All this she had gleaned for herself before arriving at Beechwood, when she had been briefly dispatched, as part of her ‘training’ and on a sort of probation, to a big house requiring extra staff for the summer occupancy. There had been five maids in all and, my, how some of them had talked.

There were many emissions that were not produced solitarily and were not, directly, emissions at all (or even necessarily nocturnal), and most maids, using their powers of deduction, could tell the difference and, using their powers of deduction further, might even draw conclusions as to exactly how the ‘emission’ had been formed. But this was not in any way to be spoken of or even acknowledged. Though it was one of the things that could make a maid’s work interesting. All the stains, all the permutations. A summer house party with twenty-four guests. Oh Lord.

And even Ethel would have her deductions and conclusions, though she would be staunch in pretending she’d never had to have them. And Ethel’s conclusion would be that in the period of time in which the house would have been (supposedly) vacated, Mister Paul would have taken the opportunity to entertain his fiancée, Miss Hobday, in his bedroom. For no other reason, possibly, than that they could do such a thing and get away with it. Setting aside that they might have waited. In two weeks’ time they would not need to be such pranksters. Setting aside what kind of woman (one did not discuss Mister Paul) it suggested Miss Hobday was.

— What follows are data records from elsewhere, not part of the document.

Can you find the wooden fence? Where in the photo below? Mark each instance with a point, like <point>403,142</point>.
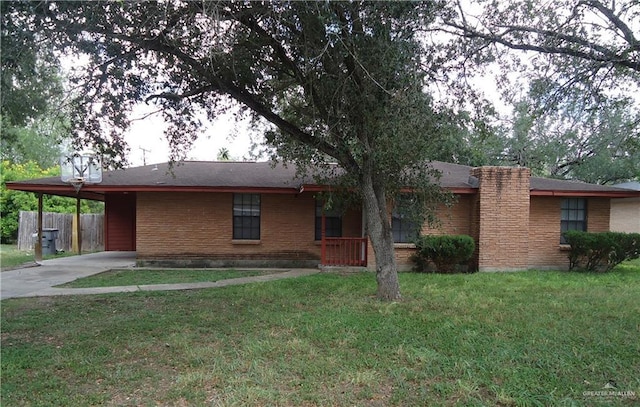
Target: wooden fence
<point>92,230</point>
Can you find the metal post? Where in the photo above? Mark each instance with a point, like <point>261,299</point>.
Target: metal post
<point>38,248</point>
<point>323,241</point>
<point>79,228</point>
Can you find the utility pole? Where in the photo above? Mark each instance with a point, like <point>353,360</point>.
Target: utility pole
<point>144,155</point>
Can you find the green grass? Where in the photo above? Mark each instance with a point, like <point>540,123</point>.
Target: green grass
<point>484,339</point>
<point>11,257</point>
<point>123,277</point>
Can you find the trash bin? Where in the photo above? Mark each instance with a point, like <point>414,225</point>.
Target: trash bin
<point>49,237</point>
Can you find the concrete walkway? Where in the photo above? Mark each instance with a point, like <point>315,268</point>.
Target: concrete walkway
<point>40,281</point>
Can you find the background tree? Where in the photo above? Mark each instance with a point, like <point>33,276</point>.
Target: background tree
<point>31,94</point>
<point>579,64</point>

It was not for her, Ethel, to judge. Further deduction, along with received, whispered knowledge, might have told Ethel that Miss Hobday was at least one kind of woman: Mister Paul had not invited her to Upleigh for the express purpose of deflowering her. But in any case Ethel, already gathering up the sheets for the laundry basket, would assume that Mister Paul, if he’d taken stock of the stain at all, would have known that she, Ethel, would make it vanish, like the good fairy she was.